Mi voz sonaba estrangulada.

—Oh. —Apoyó la frente en el cristal—. Tengo la costumbre de ver las cosas sólo de la forma en que se me presentan. Me gustaría que tú no fueras así. Es una debilidad mía. —Dio unos golpecitos suaves con una uña en el cristal. Era como si estuviera señalando a alguien en la oscuridad. Se quitó las gafas, echó aliento en los cristales y los limpió en la manga de la blusa—. Tu hermana es diferente —dijo.

—Es mucho más inteligente que yo.

Me froté rápidamente los ojos y me sequé las manos en la pernera de los pantalones, sin que se me notase que lo hacía.

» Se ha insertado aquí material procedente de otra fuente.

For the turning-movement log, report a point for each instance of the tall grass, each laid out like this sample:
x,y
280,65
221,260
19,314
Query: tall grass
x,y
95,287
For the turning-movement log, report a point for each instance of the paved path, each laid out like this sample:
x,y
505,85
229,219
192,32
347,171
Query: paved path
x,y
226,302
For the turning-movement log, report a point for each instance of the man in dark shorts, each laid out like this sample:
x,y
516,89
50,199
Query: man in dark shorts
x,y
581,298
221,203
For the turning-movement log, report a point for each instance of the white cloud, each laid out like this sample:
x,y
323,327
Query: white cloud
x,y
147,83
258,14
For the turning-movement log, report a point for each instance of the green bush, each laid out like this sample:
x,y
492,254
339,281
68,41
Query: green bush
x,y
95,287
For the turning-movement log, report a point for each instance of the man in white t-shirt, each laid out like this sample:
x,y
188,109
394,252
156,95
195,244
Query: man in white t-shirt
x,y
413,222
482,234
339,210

—Probablemente lo sea. La pobrecilla. —Se volvió y me sonrió de aquella forma amigable—. ¿Por qué no vuelves a la cama? Nos vamos mañana por la mañana. El tren sale a las diez y media. —Se puso un dedo en los labios para indicarme que no tenía que decir nada—. No tienes que llevarte más que el cepillo de dientes. Déjalo todo aquí, ¿de acuerdo?

—¿Puedo llevarme las fichas de ajedrez?

—Está bien —dijo—. Mi padre juega al ajedrez. O jugaba, al menos. Eso os dará a los dos algo sobre lo que no estar de acuerdo. Ahora vete.

Salí del dormitorio de mis padres. Ella siguió haciendo la maleta. Para todo lo demás que habría querido decirle o preguntarle —sobre la policía, sobre el instituto, sobre el plan de escaparse de casa de Berner, sobre por qué nos marchábamos— no había habido ocasión. Era lo que ya he dicho antes: estaban sucediendo cosas a mi alrededor. Y mi papel no era otro que el de encontrar una forma de ser normal. Los niños conocen lo normal mejor que nadie.